For most writers success, if it comes, is built up in stages. At the time each step along the way will feel pretty good. But with the passage of time it fades. Robert Hull, writing in the current issue of The Author, the journal of the Society of Authors, reflects upon his status as publication dates fade into the past. “what do I do then as one of those who feel they're en route to un-authordom, and who exist in a ghost world of out-of-printedness?'
I'm very familiar with Hull's feeling. Soon after my book Counting the Days to Armageddon was published I joined the Society of Authors and I cracked on with trying to write a follow-up, building on that modest success. I was thirty thousand words into that project when I abandoned it because I wanted to change direction altogether.
I wrote a novel over the period of about three years. It did, in a way, build upon Counting the Days, being a story typical of some of the real people caught up in the kind of belief system I had studied as an academic. But it got nowhere and when I came to read it long afterwards I could see all too clearly that although it was utterly different in style from my first book, it was clearly an academic's attempt at fiction.

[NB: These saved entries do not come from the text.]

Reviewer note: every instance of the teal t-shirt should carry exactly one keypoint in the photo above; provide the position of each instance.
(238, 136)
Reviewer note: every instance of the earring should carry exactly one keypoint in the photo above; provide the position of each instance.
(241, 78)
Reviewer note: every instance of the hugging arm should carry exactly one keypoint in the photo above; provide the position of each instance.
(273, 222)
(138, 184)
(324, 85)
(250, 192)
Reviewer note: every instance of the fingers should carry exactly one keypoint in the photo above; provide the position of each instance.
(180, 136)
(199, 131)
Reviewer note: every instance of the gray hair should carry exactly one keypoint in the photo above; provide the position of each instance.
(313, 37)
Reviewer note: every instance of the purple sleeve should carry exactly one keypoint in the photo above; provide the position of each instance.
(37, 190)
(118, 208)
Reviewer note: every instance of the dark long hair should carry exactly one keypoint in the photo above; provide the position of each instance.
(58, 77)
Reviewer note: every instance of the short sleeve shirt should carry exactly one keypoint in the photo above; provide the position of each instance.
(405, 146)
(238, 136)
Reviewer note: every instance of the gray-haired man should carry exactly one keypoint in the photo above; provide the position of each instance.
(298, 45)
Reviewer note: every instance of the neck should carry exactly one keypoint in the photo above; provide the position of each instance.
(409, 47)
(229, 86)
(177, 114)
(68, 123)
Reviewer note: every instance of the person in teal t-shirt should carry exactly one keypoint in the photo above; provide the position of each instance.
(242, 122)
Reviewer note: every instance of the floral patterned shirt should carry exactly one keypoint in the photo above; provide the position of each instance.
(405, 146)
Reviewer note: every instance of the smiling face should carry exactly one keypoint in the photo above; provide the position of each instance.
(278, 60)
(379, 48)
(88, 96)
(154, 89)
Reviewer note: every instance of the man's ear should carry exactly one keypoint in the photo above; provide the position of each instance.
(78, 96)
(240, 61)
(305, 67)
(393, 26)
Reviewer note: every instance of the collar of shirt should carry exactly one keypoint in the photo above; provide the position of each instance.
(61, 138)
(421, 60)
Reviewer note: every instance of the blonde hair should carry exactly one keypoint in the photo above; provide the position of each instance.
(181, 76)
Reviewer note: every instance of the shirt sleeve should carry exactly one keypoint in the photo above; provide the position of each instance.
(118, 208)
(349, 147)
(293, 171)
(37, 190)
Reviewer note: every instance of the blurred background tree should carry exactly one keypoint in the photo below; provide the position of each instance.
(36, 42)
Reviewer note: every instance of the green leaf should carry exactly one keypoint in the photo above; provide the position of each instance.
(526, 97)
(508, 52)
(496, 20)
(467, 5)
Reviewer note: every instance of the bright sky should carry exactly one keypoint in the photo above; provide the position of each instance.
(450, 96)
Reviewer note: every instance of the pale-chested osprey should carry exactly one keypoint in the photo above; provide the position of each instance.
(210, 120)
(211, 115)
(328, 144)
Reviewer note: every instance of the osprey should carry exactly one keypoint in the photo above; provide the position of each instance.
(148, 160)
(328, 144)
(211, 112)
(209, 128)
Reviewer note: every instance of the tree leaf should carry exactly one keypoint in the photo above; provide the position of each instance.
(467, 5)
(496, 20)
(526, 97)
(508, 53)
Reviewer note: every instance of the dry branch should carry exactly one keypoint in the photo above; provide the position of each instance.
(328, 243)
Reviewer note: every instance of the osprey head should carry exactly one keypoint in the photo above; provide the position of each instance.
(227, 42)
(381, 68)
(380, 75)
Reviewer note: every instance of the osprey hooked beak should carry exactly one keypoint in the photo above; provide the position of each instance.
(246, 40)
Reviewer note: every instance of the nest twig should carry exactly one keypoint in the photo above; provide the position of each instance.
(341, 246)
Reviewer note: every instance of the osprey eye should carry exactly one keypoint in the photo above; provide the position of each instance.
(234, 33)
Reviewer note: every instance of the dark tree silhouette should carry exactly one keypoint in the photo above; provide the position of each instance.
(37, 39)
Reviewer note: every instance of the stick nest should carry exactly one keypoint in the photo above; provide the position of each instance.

With Bunderlin I found my writer's voice. I loved it, I was pleased with it and hopeful for its success but every time a new issue of The Author dropped through my letterbox I felt like a fraud because publication was long in the past. Bunderlin found a publisher. It went on sale this time last year. And it even got reviewed on The Spectator's book blog. So at last I had topped up my modest success.
The most gratifying honour came to me only this morning. I received an invitation to become a Member of The Welsh Academy. “Membership and Fellowship is by invitation only and is offered to writers as a mark of peer recognition of their contribution to the literature of Wales.” I feel greatly honoured.